Wednesday, August 18, 2010

Get rid of HDR?


Field, originally uploaded by jiihaa.

Forest, originally uploaded by jiihaa.

Mark Hobson posted an excellent HDR photograph of which it is hard to see it is HDR. What a great thing! In contrast to the usual use of HDR, this is genius. (HERE is the photograph. Sorry for forgetting the link!)

One often sees HDR images which are unbelievably unnatural. And one thing that often is missing from HDR photographs is real honest deep black - it provides the ground for the colors.

I wonder will we get a new source of photograph "badness" when automatic HDR functionality starts to commonly appear in cameras. I shudder when thinking about this.

Of course, we, probably will get used to such gimmicks, similar to auto exposure, autofocus, zoom lenses, selectable ISO, etc. etc.

And this leads me to a suggestion to the camera manufacturers: might we have cameras which have less dynamical range than we currently do, and might this be a good thing for photographers?

Nowadays, I try to get some black in my photographs, because I feel that it makes the photographs more realistic, more actual and immediate. Sometimes this requires underexposure by two stops or even more.

Here are two examples. The first is of course one where one doesn't need HDR in any case. And one can think of trying to make an HDR photograph of the scene the second photograph - but would it be any good?

2 comments:

Rich Gift Of Lins said...

You are so right. I remember when digital post processing first became available for the masses a number of years ago. The equivalent of HDR then was making unnatural and surreal images by cutting, pasting and goodness knows what else. Don't worry, they'll all get over the fad and in the meantime you just keep exploring what you do so very well.

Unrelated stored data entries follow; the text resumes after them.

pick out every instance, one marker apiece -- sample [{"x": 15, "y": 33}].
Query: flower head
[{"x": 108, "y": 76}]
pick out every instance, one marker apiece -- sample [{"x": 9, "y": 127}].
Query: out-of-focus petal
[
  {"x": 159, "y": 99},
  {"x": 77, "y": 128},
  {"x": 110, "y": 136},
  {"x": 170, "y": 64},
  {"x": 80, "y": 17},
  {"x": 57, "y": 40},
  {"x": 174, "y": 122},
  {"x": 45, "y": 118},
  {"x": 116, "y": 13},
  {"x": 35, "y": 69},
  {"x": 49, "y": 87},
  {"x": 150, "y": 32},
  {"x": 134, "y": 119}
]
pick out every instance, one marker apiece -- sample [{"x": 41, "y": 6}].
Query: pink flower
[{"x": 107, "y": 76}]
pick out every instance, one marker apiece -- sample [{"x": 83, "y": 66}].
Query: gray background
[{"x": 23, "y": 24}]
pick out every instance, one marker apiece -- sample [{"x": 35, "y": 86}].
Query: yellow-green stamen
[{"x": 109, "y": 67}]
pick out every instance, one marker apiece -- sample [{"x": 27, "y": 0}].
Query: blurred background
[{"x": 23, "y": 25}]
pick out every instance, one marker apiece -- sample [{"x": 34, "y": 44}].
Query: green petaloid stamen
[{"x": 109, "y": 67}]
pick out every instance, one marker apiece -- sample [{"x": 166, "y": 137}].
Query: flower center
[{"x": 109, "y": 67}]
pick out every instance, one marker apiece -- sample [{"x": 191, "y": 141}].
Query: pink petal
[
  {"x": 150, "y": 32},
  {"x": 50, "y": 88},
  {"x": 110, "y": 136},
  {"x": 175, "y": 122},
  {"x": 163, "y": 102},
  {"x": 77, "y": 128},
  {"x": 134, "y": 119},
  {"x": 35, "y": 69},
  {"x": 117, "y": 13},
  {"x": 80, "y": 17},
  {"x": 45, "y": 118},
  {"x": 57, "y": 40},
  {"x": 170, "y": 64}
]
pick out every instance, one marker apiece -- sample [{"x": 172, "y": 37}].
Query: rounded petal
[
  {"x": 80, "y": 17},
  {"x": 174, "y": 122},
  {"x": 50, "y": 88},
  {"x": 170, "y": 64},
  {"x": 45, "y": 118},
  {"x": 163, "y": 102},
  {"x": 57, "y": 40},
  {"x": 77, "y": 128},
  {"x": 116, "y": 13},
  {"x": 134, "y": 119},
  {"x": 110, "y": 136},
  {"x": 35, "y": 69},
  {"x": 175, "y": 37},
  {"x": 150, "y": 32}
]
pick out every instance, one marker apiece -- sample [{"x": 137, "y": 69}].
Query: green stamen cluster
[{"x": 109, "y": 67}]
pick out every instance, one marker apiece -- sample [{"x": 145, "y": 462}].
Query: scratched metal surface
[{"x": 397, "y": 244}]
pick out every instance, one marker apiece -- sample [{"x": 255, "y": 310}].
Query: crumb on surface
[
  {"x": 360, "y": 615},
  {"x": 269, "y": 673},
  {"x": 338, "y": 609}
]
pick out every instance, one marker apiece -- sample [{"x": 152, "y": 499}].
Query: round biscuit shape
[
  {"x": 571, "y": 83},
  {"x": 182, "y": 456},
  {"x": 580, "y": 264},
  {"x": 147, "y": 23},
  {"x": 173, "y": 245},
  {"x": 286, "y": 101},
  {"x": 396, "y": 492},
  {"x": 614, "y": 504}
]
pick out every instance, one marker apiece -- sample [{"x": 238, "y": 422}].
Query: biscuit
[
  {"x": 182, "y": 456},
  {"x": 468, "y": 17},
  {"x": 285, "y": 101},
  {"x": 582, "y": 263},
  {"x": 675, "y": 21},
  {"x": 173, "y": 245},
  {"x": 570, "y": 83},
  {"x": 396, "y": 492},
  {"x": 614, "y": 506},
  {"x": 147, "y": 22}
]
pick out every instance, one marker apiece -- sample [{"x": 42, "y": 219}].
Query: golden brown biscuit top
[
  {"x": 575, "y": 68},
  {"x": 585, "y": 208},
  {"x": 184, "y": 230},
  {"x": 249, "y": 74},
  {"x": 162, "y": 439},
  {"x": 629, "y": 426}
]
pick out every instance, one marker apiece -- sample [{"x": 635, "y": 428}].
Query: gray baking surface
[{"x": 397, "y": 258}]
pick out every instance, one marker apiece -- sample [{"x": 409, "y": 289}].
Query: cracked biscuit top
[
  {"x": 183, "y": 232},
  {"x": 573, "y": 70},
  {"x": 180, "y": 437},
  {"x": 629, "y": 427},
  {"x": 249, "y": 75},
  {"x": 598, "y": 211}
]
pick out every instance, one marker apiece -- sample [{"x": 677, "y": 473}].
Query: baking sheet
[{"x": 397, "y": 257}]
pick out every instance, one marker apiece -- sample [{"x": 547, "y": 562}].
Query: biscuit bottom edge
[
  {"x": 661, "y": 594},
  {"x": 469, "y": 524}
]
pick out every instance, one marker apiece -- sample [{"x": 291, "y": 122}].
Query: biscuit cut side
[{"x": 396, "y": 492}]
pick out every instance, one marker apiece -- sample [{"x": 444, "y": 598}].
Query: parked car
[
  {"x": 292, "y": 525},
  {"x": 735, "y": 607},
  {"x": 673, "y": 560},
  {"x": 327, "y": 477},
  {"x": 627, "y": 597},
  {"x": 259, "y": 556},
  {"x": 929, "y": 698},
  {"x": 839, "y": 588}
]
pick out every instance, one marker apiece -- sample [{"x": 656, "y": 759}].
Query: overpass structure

I've been blending exposures for a long time now, it's great as I no longer need to carry a whole host of cumbersome graduated filter kit around and creatively it is far more flexible.

Juha Haataja said...

Indeed, when using with care, HDR and blending exposures can be good - but then there is the fad, as is with (over)sharpening and (over)saturation and (over)bokeh and almost everything.